パルムドールを受賞したパラサイトPhoto:Chung Sung-Jun/gettyimages

昨年5月のカンヌ国際映画祭で最高賞パルムドールを受賞した『パラサイト――半地下の家族』が、日本でも1月から公開中だ。韓国映画では初めてとなるパルムドール受賞作。韓国の富裕層と貧困層の2つの家族を中心としたエンターテイメントの傑作だ。この作品が映し出す韓国の格差社会の現実と課題はどのようなものか。(国際政治評論家・翻訳家 白川 司)

韓国での観客動員数は
1000万人超の大ヒット

 カンヌ国際映画祭での最高賞パルムドールに続き、ゴールデングローブ賞外国語映画賞を受賞した映画『パラサイト――半地下の家族』(以下、『パラサイト』)は、韓国の貧困家庭をユーモラスかつ悲愴的に描いた韓国映画の傑作である。

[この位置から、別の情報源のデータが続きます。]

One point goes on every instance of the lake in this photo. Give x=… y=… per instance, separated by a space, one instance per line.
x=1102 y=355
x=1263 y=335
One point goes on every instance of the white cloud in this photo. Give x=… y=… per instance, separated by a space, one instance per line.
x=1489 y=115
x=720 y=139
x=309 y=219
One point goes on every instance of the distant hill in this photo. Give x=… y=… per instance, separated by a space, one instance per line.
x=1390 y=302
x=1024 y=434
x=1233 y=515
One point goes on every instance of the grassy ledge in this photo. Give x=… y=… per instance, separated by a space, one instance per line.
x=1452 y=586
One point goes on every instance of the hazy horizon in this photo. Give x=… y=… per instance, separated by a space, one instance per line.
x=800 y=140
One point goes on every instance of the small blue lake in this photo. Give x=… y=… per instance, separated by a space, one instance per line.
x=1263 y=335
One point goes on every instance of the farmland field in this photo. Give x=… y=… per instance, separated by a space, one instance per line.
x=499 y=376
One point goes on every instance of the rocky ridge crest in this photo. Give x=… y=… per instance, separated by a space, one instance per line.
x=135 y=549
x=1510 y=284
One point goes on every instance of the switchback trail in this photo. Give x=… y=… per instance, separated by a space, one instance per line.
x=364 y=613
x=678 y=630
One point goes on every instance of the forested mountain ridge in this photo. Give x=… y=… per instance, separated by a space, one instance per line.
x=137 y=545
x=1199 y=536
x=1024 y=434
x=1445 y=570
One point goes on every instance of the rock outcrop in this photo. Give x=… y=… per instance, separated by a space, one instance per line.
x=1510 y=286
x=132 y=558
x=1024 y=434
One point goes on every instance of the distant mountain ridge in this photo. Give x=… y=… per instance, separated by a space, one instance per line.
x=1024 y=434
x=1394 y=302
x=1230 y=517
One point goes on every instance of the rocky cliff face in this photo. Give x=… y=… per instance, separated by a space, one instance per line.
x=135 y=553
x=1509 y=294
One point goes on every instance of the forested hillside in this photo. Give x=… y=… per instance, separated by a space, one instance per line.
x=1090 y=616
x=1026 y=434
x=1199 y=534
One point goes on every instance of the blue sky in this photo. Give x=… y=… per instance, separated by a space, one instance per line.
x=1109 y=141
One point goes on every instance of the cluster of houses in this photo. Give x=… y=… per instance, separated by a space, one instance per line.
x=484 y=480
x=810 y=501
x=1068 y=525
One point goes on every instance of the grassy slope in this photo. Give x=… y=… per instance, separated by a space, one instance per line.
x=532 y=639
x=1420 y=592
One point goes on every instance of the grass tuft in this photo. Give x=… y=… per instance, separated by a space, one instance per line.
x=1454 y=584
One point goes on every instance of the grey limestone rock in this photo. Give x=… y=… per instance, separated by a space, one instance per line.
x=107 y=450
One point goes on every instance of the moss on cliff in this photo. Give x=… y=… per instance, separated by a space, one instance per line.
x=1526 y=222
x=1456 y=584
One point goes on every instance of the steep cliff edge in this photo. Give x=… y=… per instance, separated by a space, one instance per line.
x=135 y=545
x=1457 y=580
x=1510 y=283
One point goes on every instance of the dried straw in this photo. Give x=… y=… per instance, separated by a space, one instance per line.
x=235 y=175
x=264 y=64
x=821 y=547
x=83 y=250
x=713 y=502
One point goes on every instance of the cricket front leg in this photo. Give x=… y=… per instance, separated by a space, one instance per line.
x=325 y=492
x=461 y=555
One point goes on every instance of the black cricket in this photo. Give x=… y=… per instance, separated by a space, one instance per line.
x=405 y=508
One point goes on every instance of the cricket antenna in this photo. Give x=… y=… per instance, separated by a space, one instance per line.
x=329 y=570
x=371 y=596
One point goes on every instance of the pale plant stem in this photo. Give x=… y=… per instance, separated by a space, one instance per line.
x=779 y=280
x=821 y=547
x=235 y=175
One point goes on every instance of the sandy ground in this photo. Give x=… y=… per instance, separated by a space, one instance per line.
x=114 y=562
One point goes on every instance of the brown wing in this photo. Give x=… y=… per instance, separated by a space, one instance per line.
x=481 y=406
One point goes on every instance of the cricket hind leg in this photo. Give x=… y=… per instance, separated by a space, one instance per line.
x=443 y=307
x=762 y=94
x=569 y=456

 この映画をどういったジャンルに入れればいいのかは迷うが(「ブラックコメディ」と呼ぶことが多いが)、いずれにせよ韓国社会を鋭くえぐった完成度の高い作品であることは間違いない。

 ここでは、映画『パラサイト』を出発点に、この作品を生み出した韓国社会の特徴や課題などを考える。できるだけ「ネタバレ」しないように気をつけるが、どうしても内容に触れざるをえない点がいくつかあるので、純粋に作品を楽しみたい読者は、映画を先にご覧いただくことをおすすめしておく。